Red Rooibos tea health benefits include soothing upset stomach, aiding digestion, calming nervous tension, lowering blood pressure, and providing relief from allergies such as eczema. The many health benefits of Rooibos tea are just beginning to be validated and appreciated. An herbal infusion rather than an actual tea, Rooibos provides many of the benefits of Camellia Sinensis without the caffeine.
Rooibos is popular among athletes, who drink it to benefit health. Rooibos tea is a rich source of minerals, which get depleted from athletes' bodies after a workout.
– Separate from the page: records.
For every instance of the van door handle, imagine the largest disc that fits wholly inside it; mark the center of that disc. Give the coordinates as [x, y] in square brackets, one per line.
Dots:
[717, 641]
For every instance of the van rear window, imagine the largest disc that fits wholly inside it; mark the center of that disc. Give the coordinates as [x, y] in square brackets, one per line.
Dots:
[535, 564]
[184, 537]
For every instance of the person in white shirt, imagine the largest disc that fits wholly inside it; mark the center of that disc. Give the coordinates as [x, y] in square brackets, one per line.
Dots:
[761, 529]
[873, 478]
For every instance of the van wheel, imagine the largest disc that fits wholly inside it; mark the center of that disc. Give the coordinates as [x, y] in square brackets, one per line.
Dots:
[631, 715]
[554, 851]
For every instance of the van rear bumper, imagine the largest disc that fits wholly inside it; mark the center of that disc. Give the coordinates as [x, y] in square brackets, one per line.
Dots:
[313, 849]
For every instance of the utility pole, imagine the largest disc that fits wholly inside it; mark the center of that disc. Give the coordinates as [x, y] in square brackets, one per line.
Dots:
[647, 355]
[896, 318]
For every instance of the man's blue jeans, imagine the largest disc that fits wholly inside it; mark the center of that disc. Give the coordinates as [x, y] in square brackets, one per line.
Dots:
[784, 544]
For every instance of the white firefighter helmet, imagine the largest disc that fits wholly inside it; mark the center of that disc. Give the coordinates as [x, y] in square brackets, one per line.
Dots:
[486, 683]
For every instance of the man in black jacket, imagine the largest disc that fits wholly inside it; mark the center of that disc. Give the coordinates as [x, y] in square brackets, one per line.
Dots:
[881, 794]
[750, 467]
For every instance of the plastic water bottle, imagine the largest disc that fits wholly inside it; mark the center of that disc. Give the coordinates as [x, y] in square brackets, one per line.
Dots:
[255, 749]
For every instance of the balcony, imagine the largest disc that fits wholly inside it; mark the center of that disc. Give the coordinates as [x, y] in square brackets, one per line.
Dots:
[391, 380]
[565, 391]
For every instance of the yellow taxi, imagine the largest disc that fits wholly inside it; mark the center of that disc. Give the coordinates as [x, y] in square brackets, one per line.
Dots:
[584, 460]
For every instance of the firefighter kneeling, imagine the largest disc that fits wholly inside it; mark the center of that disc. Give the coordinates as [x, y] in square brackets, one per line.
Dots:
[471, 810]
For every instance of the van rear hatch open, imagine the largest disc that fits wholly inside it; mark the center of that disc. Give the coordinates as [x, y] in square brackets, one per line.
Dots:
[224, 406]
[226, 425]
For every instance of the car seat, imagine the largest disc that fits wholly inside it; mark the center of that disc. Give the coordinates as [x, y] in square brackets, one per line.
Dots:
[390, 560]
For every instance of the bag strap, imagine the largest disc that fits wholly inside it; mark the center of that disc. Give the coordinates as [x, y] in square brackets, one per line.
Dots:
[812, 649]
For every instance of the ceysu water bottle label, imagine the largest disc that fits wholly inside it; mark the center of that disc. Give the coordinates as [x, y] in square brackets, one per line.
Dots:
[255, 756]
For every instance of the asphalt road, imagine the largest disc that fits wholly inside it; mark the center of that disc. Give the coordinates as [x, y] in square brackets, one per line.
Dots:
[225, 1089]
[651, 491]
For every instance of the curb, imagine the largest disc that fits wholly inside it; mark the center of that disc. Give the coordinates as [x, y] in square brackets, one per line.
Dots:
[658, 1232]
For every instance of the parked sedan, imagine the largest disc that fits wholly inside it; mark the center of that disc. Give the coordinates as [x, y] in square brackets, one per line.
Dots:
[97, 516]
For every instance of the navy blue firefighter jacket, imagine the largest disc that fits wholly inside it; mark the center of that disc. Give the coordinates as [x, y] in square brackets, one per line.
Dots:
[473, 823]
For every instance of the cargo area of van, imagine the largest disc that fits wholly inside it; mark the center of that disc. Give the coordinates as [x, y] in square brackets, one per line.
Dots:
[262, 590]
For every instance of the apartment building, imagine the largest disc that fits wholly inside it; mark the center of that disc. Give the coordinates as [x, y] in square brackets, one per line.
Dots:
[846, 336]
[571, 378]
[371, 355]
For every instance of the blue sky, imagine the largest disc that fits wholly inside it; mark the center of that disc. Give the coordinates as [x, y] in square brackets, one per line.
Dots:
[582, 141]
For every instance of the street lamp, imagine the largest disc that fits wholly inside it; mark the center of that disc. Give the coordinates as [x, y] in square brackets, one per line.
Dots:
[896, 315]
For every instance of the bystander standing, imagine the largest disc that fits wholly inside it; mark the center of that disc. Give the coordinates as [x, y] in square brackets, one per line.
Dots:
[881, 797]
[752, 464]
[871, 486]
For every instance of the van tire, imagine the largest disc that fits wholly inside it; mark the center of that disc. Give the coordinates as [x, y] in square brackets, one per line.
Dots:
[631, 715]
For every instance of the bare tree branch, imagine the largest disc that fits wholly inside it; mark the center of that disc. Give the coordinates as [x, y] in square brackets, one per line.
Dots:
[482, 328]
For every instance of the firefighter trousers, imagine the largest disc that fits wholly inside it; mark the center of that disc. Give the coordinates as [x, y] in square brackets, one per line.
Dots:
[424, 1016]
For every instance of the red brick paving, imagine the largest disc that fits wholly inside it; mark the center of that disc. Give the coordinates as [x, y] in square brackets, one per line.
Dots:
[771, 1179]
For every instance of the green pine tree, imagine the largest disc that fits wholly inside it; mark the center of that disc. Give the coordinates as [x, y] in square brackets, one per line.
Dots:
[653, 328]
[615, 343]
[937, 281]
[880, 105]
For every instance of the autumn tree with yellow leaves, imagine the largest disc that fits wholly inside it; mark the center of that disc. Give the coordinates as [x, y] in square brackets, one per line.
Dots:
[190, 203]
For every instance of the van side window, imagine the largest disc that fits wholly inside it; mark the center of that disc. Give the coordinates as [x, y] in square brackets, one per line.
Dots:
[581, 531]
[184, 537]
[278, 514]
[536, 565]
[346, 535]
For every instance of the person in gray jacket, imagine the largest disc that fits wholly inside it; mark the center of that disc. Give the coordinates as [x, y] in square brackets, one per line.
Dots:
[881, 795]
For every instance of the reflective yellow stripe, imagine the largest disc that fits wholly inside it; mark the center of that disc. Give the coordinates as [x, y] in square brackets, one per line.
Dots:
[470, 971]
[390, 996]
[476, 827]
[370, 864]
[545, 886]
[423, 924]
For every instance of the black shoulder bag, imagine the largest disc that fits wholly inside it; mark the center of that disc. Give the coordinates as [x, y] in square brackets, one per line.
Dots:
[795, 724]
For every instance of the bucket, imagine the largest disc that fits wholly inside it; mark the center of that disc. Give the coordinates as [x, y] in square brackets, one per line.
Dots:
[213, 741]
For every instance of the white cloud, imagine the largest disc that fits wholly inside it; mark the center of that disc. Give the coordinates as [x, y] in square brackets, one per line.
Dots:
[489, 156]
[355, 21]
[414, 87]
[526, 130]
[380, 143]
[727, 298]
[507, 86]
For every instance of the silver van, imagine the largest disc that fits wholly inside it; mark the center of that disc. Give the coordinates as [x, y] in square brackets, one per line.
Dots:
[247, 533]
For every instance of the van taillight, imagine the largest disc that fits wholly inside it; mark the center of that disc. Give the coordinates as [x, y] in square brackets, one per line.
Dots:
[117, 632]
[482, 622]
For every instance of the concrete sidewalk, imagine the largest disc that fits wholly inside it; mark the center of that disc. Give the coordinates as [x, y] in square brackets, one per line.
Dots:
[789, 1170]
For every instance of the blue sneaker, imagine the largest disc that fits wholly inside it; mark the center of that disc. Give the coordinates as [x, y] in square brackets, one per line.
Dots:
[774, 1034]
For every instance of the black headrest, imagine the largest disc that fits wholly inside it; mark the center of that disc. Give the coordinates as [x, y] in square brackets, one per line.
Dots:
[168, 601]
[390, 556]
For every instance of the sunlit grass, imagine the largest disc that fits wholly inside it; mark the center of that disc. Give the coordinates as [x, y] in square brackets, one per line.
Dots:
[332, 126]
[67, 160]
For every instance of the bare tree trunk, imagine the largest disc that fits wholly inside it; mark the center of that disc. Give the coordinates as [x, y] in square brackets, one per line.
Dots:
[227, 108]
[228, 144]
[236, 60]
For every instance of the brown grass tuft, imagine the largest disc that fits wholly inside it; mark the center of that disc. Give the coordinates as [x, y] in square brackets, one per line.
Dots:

Three grams of rooibos in 8-ounces of water contains: 1.09 mg of calcium, 0.22 mg of fluoride, 0.07 mg of iron, 1.67 mg of manganese, 7.12 mg of potassium, 6.16 mg of sodium and 0.04 mg of zinc. Rooibos is also very low in tannins, which are said to inhibit the absorption of protein and iron.
Beyond basic teas, many blends have been created to further expand the taste profiles and possibilities available today. Blending teas from different regions or adding other herbs and flavors allowed producers to expand and provide a multitude of flavor combinations.
Just like wines, the best tea is the one whose flavor you enjoy most. So, check out the various flavors and blends available to find your favorites. And, ask questions of your tea purveyor, either in your local store or online. From just working on this segment I have a new appreciation for both the variety of flavors and the potential health benefits available with many varieties.
Talbot Teas are available nationwide at Bloomingdale's and Von Maur, served at many Chicago area restaurants spas, and online at www.talbotteas.com
TeaGschwendner has a retail store at 1160 N. State Street in Chicago and is available online at www.tgtea.com.
*Although a great deal of information about the benefits of tea have been posted from medical studies and research, this article is not meant to recommend tea as a cure or remedy for any health problems. Please consult a physician to ensure that drinking tea will not adversely affect your health or medical condition.